Plasma on Wayland has got multitouch gestures as well.
The gestures are not as polished as gnome on wayland
Tried many, but Xfce won for me:
- great keyboard support (tiling windows, virtual desktops, etc.)
- doesn't get in the way
- compact re UI (don't like modern GNOME look with lots of whitespace)
- lightweight
And even though I use terminals a lot (neovim, git, etc.), I never stuck with tiling window managers in the end (e.g. i3). Rather I'm heavily relying on:
- virtual desktops (8 or so)
- manual window tiling via shortcuts
- tmux
Like you I never latched onto tiling wm's. I did think they were fun to play with but unless they use Emacs keybindings I don't think my brain will like learning a whole set of new ones.
I love virtual desktops however. Used them from the start!
GNOME, despite the critiques it receives it's the most polished one and the one that gives me less problems
If I want to use a graphical user interface, I generally use KDE Plasma.
I went with i3 (i3wm) instead of a full DE on my debian laptop.
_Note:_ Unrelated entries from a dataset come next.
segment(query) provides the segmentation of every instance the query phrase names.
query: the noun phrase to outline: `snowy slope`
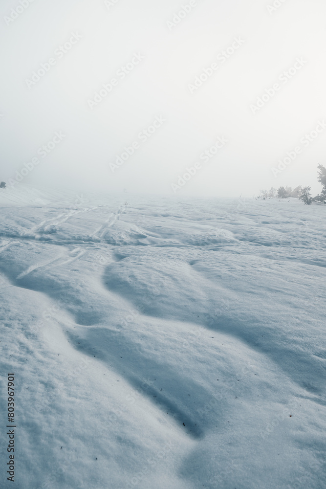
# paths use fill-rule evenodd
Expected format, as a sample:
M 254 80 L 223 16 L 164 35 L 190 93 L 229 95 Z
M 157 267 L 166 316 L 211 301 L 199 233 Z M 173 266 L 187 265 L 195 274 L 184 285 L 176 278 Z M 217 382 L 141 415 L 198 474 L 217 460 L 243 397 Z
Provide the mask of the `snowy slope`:
M 326 487 L 324 207 L 0 191 L 16 488 Z

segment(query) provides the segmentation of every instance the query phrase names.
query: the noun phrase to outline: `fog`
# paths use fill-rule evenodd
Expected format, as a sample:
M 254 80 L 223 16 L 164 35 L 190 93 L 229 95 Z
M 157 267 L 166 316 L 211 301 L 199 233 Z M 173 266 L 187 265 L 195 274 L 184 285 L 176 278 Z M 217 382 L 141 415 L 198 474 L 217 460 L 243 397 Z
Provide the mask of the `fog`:
M 2 0 L 0 10 L 7 184 L 320 191 L 321 0 Z

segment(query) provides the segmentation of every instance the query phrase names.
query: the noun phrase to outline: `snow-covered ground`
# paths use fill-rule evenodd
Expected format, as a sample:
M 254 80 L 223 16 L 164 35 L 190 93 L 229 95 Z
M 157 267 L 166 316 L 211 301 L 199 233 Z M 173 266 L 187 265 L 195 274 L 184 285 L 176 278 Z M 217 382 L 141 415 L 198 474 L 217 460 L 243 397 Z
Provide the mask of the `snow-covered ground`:
M 325 489 L 325 206 L 21 186 L 0 208 L 1 487 Z

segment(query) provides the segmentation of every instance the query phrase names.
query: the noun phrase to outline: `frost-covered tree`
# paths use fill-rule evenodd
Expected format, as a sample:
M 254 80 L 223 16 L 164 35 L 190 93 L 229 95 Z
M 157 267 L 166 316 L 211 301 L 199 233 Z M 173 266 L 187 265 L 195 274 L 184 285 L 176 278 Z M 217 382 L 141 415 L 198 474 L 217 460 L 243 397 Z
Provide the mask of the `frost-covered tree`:
M 301 195 L 301 192 L 302 192 L 302 187 L 301 185 L 299 185 L 298 187 L 296 187 L 295 189 L 293 189 L 292 192 L 291 193 L 291 197 L 300 197 Z
M 284 187 L 280 187 L 277 189 L 277 196 L 281 199 L 285 199 L 286 197 L 288 197 L 289 194 Z
M 265 199 L 267 199 L 267 197 L 268 196 L 268 190 L 260 190 L 260 197 L 261 199 L 263 199 L 264 200 L 265 200 Z
M 326 204 L 326 168 L 323 165 L 318 165 L 317 179 L 323 185 L 323 190 L 320 194 L 314 197 L 313 200 Z
M 274 187 L 271 187 L 268 191 L 268 197 L 270 197 L 271 199 L 274 199 L 276 196 L 277 194 L 277 189 L 274 188 Z
M 326 196 L 326 168 L 323 165 L 318 165 L 318 177 L 317 179 L 323 185 L 322 194 Z
M 311 187 L 304 187 L 301 192 L 301 195 L 299 198 L 304 201 L 304 204 L 306 204 L 307 205 L 310 205 L 312 200 L 310 193 L 311 190 Z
I wanted to minimize trackpad use without requiring peripherals (like a mouse).
On one hand it's highly performant and easily configurable; on the other hand, it does lead to problems that I wouldn't have known about with a DE—for example, I had screen tearing for months until I learned I needed a compositor, which doesn't come included.
In other words: it is a very barebones OOBE, and requires a lot of setup and RTFM (it's probably in the user guide that i need a compositor), but the reward of higher performance/lower power draw, easily configuring the hell out of it, smoothly navigating everywhere with the keyboard alone, and reclaiming screenspace from taskbars and titlebars has made it my preferred setup (even on desktop).
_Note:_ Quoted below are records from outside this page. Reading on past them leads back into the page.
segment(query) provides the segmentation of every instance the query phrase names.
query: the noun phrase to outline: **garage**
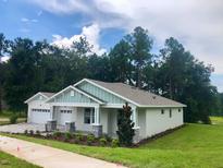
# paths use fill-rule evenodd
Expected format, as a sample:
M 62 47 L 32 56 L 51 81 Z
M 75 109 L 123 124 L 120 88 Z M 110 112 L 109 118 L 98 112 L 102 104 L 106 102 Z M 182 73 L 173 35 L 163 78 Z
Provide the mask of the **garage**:
M 53 93 L 39 92 L 25 101 L 28 105 L 28 123 L 47 123 L 51 119 L 50 105 L 45 101 Z
M 58 124 L 64 125 L 65 122 L 75 121 L 76 108 L 59 107 L 57 115 Z
M 33 108 L 30 111 L 30 123 L 47 123 L 50 119 L 50 109 Z

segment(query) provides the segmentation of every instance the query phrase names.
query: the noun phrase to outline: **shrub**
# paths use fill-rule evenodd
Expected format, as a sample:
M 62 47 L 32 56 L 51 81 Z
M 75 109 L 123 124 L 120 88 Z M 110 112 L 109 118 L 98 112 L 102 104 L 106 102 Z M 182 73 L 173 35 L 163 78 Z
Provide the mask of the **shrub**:
M 87 135 L 87 143 L 91 144 L 95 141 L 95 136 L 92 134 Z
M 53 136 L 54 136 L 54 137 L 60 137 L 61 135 L 62 135 L 62 133 L 59 132 L 59 131 L 53 132 Z
M 34 130 L 29 130 L 29 134 L 30 134 L 30 135 L 34 135 Z
M 17 115 L 12 115 L 10 117 L 10 123 L 16 123 L 16 121 L 17 121 Z
M 106 146 L 107 145 L 107 139 L 102 137 L 102 139 L 99 140 L 99 142 L 100 142 L 101 146 Z
M 24 131 L 24 134 L 26 134 L 26 135 L 27 135 L 27 134 L 28 134 L 28 130 L 25 130 L 25 131 Z
M 66 133 L 65 133 L 65 140 L 71 140 L 71 139 L 72 139 L 72 133 L 66 132 Z
M 37 134 L 37 135 L 40 135 L 40 131 L 39 131 L 39 130 L 36 130 L 36 134 Z
M 75 140 L 76 140 L 76 141 L 83 141 L 83 140 L 84 140 L 84 135 L 83 135 L 82 133 L 77 133 L 77 134 L 75 135 Z
M 111 143 L 111 146 L 112 146 L 112 147 L 117 147 L 119 145 L 120 145 L 119 140 L 113 139 L 113 140 L 112 140 L 112 143 Z

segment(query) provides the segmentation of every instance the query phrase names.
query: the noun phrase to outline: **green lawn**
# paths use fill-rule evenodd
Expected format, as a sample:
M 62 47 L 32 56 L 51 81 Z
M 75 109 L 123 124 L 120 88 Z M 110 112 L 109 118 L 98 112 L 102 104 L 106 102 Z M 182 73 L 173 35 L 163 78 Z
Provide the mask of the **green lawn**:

Tangential to the question, but my "no mouse" ethic has taken considerable effort to learn the cli way of dealing with configuration that is trivialized by GUIs (e.g. volume and wifi, i'm still struggling with bluetooth and rtorrent), but it's made the experience of working on a laptop 500% more enjoyable and less of an uphill struggle against the trackpad, and it doesn't require a flat surface for a mouse.
Gnome hands down has the best laptop experience. If you follow the intended workflow of using tiled windows and many workspaces. You can get to a very large number of windows, without getting lost, even with just the laptop screen.
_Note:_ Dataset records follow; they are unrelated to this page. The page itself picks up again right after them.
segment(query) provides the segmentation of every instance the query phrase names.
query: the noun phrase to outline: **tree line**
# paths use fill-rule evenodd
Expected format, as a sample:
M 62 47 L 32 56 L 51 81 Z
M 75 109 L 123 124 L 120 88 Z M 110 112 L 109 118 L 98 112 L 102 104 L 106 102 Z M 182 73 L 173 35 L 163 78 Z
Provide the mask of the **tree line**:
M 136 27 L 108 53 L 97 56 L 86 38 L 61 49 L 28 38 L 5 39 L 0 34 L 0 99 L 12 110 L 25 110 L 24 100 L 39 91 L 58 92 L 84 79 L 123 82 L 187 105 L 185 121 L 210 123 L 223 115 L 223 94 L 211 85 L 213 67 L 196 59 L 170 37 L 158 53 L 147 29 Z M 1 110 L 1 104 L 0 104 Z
Additionally the paradigm does translate well to a desktop for the times you are docked.
KDE customize to how ever you like to use it!
I haven't tried Gnome since they trashed the UI ;) and I wasn't ever much of a KDE fan so the only desktop I have ever used since the demise of Gnome 2 is XFCE.
However I've switched back to Window Maker (a window manager) on my main PC and on my VM's and I may do so on my laptops too. I don't really need a desktop so to speak, I just use wmsystray
to add a system tray and things like NetworkManager, bluez etc all end up there giving me what I actually do use of a desktop.
Tiling window managers like i3 are imho nice for laptops, since they do not waste any space and can be easily controlled via keyboard. Takes a while to get used to them, however.
I agree with this! I run i3 for all my builds and it’s great!
I'm really liking Budgie, can't wait for version 11 when they ditch the gnome libs/apps.
I recently switched to xfce.
I used KDE exclusively since 2004. That's a very long time but KDE Plasma in combination with nvidia got worse, what felt like, every single day over the last years, so it finally came to the point where I had no choice to look for something that works better.
Super happy with xfce after I set it up almost exactly like my KDE setup. Sure there are some thing that are not as "well rounded" than some of the excellent Plasma features but over all it works great!
xfce is the least buggy de I ever used, never seen anything not work as intended on it even on very low en hardware
That was the main reason I choose it over the others. Having a stable DE that doesn't change much which works great with nvidia and xorg.